(TheNewswire)
Vancouver, British Columbia / TheNewswire / March 9,
2018 - Green 2 Blue Energy Corp. (CSE:GTBE, FWB:1NZ.F) (" G2BE " or
the " Company ") announces it has closed a non-brokered private placement financing
of units (the “ Units ”) for gross proceeds of $1,638,750 (the “
Offering ”).
Pursuant to the Offering, the Company issued 6,555,000 Units at a price of
$0.25 per Unit. Each Unit consisted of one common share in the capital of the Company (a “ Share
”) and one common share purchase warrant (a “ Warrant ”), whereby
each Warrant entitles the holder thereof to purchase one additional Share (a “ Warrant Share
”) at a price of $0.35 per Warrant Share for a period of 24 months from the date of issuance.
In connection with the Offering, the Company paid cash finders’ fees of $83,900 and
issued 335,600 finders’ warrants (the “ Finders Warrants ”). Each Finder’s Warrant entitles
the holder thereof to purchase one additional Share (a “ Finder’s Share ”) at a price of $0.35
per Finder’s Share until March 9, 2020.
The securities issued pursuant to the Offering - including the Shares and Warrants underlying the Units, the
Warrant Shares underlying the Warrants, and the Finders’ Shares underlying the Finders’ Warrants - will be subject to a statutory
hold period expiring July 10, 2018.
The net proceeds received from the Private Placement will be used for working capital and general
corporate purposes.
About G2BE
G2BE is a renewable energy company focused on residential and commercial wood pellet production and the
implementation of biomass gasification technology to generate combined heat and power. G2BE's wood pellets are sold to retail
outlets and power producers throughout Europe, including the United Kingdom, Germany, Poland, Italy and Denmark.
On Behalf of the Board of Directors
“Slawek Smulewicz”
Slawek Smulewicz
Chief Executive Officer and Director
For more information, please contact:
Glenn Little
Director, Corporate Communications
Telephone: (604) 539-5023
The Canadian Securities Exchange has neither
approved nor disapproved the information contained herein.
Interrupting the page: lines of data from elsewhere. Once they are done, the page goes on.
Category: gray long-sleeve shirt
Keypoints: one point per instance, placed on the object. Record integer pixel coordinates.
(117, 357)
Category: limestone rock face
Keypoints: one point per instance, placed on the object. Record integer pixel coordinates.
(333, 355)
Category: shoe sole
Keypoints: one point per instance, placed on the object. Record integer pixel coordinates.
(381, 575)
This news release contains “forward-looking information” within the meaning of applicable securities
laws. The Company has provided the forward-looking information, including, without
limitation, statements relating to the use of proceeds of the Offering, in reliance on assumptions that it
believes are reasonable at this time. Although the Company believes in light of the experience of its
officers and directors, current conditions and expected future developments and other factors that have been considered appropriate
that the expectations reflected in this forward-looking information are reasonable, undue reliance should not be placed on them
because the Company can give no assurance that they will prove to be correct. Actual results and developments may differ materially
from those contemplated by these statements depending on, among other things, changes in general economic,
market, or business conditions, and those risks set out in the Company's public documents filed on SEDAR. The forward-looking
statements contained in this news release are made as of the date hereof and the Company does not undertake
to update any forward-looking statements or forward-looking information that is incorporated by reference herein, except as
required by applicable securities laws.